Ontario MPP
- In office 1929–1945
- Preceded by: Thomas Moore Costello
- Succeeded by: James Shannon Dempsey
- Constituency: Renfrew South

Personal details
- Born: June 10, 1880 Barry's Bay, Ontario
- Died: October 1, 1981 (aged 101) Barry's Bay, Ontario
- Party: Liberal
- Spouse: Hannah Kiley
- Children: 9
- Occupation: Lumberman

= Thomas Patrick Murray =

Canadian politician

Thomas Patrick Murray (June 10, 1880 – October 1, 1981) was an Ontario lumber merchant and political figure.

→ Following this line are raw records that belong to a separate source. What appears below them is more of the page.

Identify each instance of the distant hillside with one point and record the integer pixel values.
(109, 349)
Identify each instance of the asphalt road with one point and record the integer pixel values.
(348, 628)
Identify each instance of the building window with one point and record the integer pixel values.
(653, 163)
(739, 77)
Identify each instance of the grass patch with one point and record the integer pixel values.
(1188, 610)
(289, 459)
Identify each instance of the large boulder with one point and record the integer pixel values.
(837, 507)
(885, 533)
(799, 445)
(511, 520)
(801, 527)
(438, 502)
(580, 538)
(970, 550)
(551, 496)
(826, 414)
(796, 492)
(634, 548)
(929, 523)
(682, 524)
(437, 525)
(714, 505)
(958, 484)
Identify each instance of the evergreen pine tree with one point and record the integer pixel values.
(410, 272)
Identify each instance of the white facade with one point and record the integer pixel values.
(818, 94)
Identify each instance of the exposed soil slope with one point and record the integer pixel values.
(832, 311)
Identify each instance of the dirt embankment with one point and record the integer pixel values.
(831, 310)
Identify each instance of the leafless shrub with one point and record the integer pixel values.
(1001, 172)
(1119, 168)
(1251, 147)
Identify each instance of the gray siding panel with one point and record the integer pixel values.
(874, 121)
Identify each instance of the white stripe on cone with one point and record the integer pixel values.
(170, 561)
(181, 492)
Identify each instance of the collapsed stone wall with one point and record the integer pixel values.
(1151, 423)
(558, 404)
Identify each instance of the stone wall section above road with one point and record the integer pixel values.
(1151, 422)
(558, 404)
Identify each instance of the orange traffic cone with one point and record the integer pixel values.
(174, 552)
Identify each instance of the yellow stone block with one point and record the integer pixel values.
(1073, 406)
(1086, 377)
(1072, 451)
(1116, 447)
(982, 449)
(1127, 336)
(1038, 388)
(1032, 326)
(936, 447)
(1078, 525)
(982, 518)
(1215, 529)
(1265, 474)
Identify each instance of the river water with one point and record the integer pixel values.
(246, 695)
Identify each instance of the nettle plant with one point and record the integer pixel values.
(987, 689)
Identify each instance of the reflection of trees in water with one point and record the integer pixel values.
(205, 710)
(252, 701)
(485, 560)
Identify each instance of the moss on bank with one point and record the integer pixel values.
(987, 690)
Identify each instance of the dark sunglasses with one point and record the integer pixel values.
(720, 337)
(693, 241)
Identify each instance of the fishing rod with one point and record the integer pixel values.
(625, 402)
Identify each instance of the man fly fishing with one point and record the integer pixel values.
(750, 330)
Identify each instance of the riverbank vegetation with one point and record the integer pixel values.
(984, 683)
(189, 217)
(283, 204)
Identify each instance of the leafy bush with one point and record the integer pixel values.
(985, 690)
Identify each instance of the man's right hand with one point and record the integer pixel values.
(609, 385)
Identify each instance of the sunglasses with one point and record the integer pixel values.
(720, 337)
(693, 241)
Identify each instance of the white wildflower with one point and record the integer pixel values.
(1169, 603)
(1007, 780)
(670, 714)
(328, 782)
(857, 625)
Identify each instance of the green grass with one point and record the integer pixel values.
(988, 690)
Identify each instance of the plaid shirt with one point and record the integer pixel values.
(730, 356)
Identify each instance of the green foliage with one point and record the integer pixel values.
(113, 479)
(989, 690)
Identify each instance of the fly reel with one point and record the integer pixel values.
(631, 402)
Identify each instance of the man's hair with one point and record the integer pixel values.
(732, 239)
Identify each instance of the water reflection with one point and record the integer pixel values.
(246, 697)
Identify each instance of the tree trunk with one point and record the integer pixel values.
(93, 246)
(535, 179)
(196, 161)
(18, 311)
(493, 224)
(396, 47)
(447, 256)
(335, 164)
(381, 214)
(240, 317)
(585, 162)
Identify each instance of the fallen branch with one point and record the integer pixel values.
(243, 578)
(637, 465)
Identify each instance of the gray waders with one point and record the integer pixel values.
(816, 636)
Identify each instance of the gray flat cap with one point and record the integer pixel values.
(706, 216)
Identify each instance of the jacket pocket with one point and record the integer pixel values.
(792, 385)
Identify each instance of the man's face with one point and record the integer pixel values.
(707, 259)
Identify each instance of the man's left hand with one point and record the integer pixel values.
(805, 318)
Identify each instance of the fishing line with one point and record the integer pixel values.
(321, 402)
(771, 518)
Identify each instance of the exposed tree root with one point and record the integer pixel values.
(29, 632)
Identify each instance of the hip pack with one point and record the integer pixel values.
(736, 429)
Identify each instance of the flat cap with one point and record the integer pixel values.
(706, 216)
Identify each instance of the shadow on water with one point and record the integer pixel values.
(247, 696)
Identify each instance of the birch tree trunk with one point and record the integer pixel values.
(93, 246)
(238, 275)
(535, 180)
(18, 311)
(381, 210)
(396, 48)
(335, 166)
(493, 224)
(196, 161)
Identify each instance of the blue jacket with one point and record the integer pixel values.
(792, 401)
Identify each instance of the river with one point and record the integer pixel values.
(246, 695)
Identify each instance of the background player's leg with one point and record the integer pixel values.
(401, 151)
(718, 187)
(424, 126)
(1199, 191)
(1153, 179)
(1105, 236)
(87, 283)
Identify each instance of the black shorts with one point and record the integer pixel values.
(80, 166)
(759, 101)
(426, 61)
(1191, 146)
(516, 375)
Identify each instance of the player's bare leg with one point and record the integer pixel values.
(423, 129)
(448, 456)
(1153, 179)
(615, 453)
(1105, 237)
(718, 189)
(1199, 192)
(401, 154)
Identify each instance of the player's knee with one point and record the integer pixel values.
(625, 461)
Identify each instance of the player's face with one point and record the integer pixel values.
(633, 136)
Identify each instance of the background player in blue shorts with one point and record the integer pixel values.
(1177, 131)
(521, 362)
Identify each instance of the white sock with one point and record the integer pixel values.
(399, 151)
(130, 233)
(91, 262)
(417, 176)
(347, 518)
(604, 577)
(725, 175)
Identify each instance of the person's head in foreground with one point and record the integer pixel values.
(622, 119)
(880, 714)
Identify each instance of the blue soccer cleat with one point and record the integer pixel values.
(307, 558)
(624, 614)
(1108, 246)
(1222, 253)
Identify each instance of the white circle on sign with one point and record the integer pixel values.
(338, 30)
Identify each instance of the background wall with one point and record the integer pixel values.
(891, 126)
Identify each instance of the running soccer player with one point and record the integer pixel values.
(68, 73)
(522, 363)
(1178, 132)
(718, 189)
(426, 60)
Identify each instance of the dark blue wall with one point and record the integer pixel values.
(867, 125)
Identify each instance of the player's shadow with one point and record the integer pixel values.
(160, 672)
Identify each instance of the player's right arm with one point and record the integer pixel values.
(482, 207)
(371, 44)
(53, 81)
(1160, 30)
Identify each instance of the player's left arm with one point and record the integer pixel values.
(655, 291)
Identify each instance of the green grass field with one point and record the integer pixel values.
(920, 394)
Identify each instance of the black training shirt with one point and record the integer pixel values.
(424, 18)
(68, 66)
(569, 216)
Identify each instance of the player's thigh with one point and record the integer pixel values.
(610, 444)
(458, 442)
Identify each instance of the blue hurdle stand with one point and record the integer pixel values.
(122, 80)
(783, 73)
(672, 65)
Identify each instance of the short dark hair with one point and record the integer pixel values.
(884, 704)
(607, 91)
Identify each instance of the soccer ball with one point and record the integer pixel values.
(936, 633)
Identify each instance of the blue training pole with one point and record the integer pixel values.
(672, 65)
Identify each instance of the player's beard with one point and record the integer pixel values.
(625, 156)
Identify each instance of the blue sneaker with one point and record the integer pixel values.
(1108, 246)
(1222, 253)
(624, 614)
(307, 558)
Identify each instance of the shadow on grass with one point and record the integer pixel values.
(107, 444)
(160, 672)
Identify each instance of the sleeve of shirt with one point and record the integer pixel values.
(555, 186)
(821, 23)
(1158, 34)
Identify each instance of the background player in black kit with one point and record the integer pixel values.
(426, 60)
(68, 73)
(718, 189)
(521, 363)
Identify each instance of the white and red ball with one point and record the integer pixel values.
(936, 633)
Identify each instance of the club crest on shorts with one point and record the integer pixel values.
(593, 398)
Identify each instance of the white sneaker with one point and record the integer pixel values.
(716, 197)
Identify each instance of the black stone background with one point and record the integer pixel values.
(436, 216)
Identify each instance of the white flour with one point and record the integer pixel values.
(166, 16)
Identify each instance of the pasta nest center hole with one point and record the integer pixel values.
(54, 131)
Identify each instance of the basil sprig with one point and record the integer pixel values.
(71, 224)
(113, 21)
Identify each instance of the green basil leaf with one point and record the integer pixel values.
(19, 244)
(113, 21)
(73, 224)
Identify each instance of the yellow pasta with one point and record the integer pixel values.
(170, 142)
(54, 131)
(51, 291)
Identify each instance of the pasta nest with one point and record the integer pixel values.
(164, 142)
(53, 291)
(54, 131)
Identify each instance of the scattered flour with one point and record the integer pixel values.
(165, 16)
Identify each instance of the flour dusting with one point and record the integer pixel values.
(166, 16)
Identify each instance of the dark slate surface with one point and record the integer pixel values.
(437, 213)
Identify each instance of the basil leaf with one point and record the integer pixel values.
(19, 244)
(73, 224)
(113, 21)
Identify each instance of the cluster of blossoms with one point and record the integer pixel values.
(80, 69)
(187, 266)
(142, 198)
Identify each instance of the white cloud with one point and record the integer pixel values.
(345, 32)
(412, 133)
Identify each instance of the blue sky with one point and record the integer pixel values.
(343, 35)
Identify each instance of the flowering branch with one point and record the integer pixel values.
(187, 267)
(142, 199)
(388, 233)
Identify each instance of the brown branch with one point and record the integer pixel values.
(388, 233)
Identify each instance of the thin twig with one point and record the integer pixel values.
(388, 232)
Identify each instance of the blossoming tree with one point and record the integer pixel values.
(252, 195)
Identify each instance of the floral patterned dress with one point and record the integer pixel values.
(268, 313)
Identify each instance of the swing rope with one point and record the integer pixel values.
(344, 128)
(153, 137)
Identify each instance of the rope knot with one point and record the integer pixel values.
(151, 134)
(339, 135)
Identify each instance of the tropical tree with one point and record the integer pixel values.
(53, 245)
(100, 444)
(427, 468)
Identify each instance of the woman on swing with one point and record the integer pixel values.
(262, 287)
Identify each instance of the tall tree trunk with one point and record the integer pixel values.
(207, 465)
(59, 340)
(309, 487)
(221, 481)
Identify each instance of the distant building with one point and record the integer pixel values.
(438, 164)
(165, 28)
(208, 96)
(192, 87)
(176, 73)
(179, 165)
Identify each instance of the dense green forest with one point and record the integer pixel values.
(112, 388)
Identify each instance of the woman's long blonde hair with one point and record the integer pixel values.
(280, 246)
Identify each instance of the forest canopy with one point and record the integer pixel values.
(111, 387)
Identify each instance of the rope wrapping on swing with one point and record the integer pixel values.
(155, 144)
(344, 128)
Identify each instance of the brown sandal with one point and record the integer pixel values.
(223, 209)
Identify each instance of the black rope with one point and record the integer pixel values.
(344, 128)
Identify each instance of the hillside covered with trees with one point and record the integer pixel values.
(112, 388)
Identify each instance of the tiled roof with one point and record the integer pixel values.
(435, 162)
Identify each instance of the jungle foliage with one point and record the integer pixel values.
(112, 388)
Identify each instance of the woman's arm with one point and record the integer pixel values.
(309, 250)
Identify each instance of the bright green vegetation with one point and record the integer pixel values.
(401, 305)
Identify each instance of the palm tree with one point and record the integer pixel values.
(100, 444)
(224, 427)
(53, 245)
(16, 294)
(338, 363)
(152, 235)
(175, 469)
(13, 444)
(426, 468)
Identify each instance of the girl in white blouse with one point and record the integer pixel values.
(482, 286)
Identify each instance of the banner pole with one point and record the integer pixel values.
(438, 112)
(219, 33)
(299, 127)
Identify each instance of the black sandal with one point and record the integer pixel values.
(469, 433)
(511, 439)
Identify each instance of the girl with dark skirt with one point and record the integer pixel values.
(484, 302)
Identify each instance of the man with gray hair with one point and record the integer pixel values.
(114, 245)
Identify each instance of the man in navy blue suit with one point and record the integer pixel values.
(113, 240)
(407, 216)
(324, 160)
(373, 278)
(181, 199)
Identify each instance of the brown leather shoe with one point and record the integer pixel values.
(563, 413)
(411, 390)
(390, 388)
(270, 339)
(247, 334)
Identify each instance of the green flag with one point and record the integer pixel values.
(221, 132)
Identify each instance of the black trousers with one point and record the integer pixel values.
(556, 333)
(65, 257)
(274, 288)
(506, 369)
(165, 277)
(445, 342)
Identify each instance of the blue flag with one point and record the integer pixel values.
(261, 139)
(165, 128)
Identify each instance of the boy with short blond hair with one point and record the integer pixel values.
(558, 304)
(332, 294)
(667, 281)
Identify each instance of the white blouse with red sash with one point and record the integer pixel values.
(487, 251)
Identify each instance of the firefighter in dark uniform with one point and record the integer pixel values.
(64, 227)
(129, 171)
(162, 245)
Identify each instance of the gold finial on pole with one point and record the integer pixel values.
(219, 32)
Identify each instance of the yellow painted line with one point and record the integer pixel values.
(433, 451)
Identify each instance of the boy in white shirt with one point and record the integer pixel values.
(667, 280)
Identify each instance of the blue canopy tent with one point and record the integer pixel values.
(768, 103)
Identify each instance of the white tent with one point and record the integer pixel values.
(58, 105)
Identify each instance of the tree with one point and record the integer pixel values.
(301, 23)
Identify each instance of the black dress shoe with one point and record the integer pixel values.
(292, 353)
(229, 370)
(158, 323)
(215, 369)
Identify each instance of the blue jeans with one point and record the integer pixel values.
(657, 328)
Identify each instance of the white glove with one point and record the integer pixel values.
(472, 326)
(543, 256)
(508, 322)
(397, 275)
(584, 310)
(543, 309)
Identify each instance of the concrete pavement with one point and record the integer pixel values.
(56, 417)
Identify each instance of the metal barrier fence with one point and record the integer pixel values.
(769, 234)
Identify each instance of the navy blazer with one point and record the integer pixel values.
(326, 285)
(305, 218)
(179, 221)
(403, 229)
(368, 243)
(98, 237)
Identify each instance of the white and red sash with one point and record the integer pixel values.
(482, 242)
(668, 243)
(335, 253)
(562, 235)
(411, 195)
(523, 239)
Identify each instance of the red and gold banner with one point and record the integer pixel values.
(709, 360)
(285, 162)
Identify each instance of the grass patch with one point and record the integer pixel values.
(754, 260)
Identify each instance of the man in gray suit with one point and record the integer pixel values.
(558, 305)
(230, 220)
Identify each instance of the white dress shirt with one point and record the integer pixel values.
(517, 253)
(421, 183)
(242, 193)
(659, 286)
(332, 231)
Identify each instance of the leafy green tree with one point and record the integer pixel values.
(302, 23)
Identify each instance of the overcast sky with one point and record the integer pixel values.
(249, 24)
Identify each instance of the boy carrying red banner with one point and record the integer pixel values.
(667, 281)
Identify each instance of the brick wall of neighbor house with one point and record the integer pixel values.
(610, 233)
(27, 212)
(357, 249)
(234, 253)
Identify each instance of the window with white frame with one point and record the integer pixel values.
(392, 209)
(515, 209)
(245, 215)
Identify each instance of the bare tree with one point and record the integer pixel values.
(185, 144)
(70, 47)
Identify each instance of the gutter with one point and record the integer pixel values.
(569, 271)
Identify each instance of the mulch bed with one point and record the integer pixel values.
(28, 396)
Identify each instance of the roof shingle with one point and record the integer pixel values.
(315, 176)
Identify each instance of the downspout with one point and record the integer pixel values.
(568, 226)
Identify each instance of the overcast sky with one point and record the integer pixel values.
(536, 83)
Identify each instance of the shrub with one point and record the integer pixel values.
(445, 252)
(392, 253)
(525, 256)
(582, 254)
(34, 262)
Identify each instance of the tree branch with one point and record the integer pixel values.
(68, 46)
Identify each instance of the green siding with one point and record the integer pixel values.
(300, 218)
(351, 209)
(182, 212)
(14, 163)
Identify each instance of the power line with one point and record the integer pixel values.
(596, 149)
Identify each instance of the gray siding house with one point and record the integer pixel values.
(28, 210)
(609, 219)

Born in Barry's Bay, he held a number of jobs prior to founding a lumber firm in 1902. A local politician for nearly a decade before being elected to the Legislative Assembly of Ontario as the member from Renfrew South, he served in the Assembly for 16 years, before being defeated in the 1945 provincial election.

==Early life==
Murray was of Scottish descent, although his father had emigrated from Ireland and settled in Sherwood Township in 1865. Thomas was born June 10, 1880, in Barry's Bay, Ontario. He worked as "a wood chopper, lumberjack, railway laborer, farmer, log maker and manufacturing lumberman" prior to establishing his own lumber firm, M & T. Murray, with a mill in Martin's Siding in 1902. By 1952 the company operated three mills in Barry's Bay, Combermere, and Madawaska. Founded with his brother Michael, the duo partnered with John Omanique in 1912 to form the Murray and Omanique Lumber Co. The company was dissolved in 1929 and Murray's interest was renamed Murray Brothers, as his brothers Charles and Dan joined the business. He was active as an athlete and was involved in local baseball for over three decades. He married Hannah Kiely in 1910 and had nine children.

==Political career==
Despite growing up in a Conservative family, Murray was a member of the Ontario Liberal Party. He served on the municipal council for three years, beginning in 1921, before being elected reeve in 1924 of the Sherwood, Jones, and Burns townships that made up the then-unincorporated village of Barry's Bay. In the 1929 Ontario provincial election, he ran for a seat in the Legislative Assembly of Ontario in the Renfrew South riding against incumbent Thomas Moore Costello of the Conservative Party, who had held the seat since 1926. Murray won by a narrow margin. Amid the Great Depression, and serving under a Conservative majority, Murray supported a provincial Depression-relief initiative to improve Renfrew County roads that improved the local infrastructure significantly. He was reelected three times, in 1934, 1937, and 1943, before being defeated by Conservative James Shannon Dempsey in the 1945 election.

==Later life==
Murray returned to his lumber business following his defeat, but also remained active athletically, playing curling at a regional senior's level. Murray turned 100 in June 1980 and received a personalized birthday card from Wayne Gretzky. He died October 1, 1981, in Barry's Bay, at the age of 101. His grandson, Sean Conway, served as an MPP for Renfrew North from 1975 to 1999, and for Renfrew—Nipissing—Pembroke from 1999 until his 2003 retirement. The Thomas P. Murray Recreational Trails in Barry's Bay are named in his honor.